How Gigi's Cupcakes Stands Out In A Crowded Market

Gigi ButlerCourtesy of Gigi ButlerGigi Butler, founder of Gigi’s Cupcakes, talking to customers.

Although some have argued that the cupcake craze is over, for Gigi’s Cupcakes it appears to be alive and well.

With growing interest in these miniature desserts, it becomes increasingly difficult for cupcake brands — many of which are small businesses — to stand out from the crowd, says Gigi Butler, founder of Gigi’s Cupcakes.

We recently spoke to Butler, who opened her first store in Nashville in 2008, about how she sets her business apart from the competition.

Butler was running a small cleaning business in Tennessee when the idea to open a cupcake shop came to her.

“I never thought of cupcakes as a career,” she tells Business Insider. “At least I didn’t until I received a call from my brother about seven years ago.”

She was cleaning a bathroom in a client’s home over Labour Day weekend in 2007 when her phone rang. “My brother was in New York City and said to me, ‘You won’t believe this, but people are waiting in line for hours for cupcakes! And they’re not even as good as yours.'”

Something clicked, and she decided to take a chance. After visiting her great aunt Bennie who owned a bakery in Texas, securing a location for her own store in Nashville, and taking $US100,000 in cash advance loans from her credit cards, Butler opened the doors of Gigi’s Cupcakes on February 21, 2008.

“I didn’t have much competition in my local market when we first opened,” she explains. “But as time went on, that changed.”

Nonetheless, standing out was a concern from day one, she says. “And of course it still is.”

GIGI'S CUPCAKESCourtesy of Gigi ButlerGigi’s Cupcakes.

Today there are 92Gigi’s Cupcakeslocations in 23 states — all of which are franchised — and this year Butler expects $US35 million in annual sales across all stores.

“I’ve learned that to be successful, you have to be different; you have to offer something unique,” she explains. “We do a few things to accomplish that.”

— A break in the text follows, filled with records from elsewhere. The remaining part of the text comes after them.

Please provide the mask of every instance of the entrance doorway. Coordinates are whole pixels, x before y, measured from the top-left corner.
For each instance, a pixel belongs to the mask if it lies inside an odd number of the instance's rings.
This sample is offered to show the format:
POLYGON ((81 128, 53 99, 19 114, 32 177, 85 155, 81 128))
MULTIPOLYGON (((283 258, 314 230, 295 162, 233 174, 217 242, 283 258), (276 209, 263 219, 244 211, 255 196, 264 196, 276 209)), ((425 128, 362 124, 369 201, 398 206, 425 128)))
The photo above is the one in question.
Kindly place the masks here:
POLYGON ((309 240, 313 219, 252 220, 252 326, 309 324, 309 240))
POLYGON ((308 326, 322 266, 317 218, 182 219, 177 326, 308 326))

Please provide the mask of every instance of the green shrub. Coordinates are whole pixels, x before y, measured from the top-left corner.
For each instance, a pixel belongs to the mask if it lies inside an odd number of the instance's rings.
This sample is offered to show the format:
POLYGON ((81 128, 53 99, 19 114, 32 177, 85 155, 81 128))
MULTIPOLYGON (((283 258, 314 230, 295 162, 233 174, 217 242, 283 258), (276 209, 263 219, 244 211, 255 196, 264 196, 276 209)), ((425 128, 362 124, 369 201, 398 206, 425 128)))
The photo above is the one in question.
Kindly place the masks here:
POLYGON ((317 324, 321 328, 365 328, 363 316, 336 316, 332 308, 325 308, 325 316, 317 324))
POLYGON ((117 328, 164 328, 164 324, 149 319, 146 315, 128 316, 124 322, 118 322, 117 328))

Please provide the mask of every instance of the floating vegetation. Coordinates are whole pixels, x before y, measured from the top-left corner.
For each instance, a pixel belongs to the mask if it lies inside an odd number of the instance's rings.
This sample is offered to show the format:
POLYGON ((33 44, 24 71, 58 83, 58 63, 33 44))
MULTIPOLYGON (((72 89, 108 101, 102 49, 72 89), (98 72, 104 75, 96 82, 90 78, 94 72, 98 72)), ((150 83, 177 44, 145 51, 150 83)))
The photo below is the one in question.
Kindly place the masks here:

First, she says, “we have to continue to be innovative and in touch with what our customers want. To continue our success as a local gourmet bakery, every location must meet the quality standards that we set from the beginning. That’s what our customers expect from us, and that’s what we work so hard to deliver.”

Second, she says, Gigi’s Cupcakes’ recipes are “unique and rich in family history.”

“Each recipe has a story behind it,” she says. For example, when Butler was in the cleaning business, she would bake loaves of banana bread and wrap them up to give as Christmas gifts to her clients. “It was all I could afford at the time,” she says. “Once I started Gigi’s, I used that same recipe to create a cupcake, which is still on our menu today. Every time I serve that cupcake to a customer, I think about how far that recipe has come. It’s so special to me.”

Gigi ButlerCourtesy of Gigi ButlerGigi Butler, founder of Gigi’s Cupcakes.

Most of the Gigi’s Cupcakes recipes came from Butler’s grandmother, her great aunts, her mother, and other relatives, many of whom were (or are) bakers.

“Our products and recipes also have a Southern flare, and that makes us different as well.”

To further stand out, the look of the stores and actual cupcakes are different than those of most popular chains.

“The frosting is piled high, giving our cupcakes a distinct look,” Butler says. “And the shops are all bright and colourful, with hot pink walls.”

Gigi's cupcakesCourtesy of Gigi ButlerGigi’s Cupcakes are known for the frosting piled high.

The Gigi’s packaging and branding is also “special and unique,” she explains. “I wanted people to instantly recognise a Gigi’s Cupcakes box (much like a Tiffany box) and get excited knowing that there is an incredible dessert waiting inside.”

Finally, she says, to really set her brand apart, Butler decided to offer a more diverse product line than the typical cupcake shop. In addition to cupcakes, Gigi’s makes and sells custom-made cakes, cookies, muffins (gluten free), and specialty coffee.

“It can be difficult to be different,” Butler says. “But I took all my creativity and put it into creating a unique brand, and it’s definitely paying off.”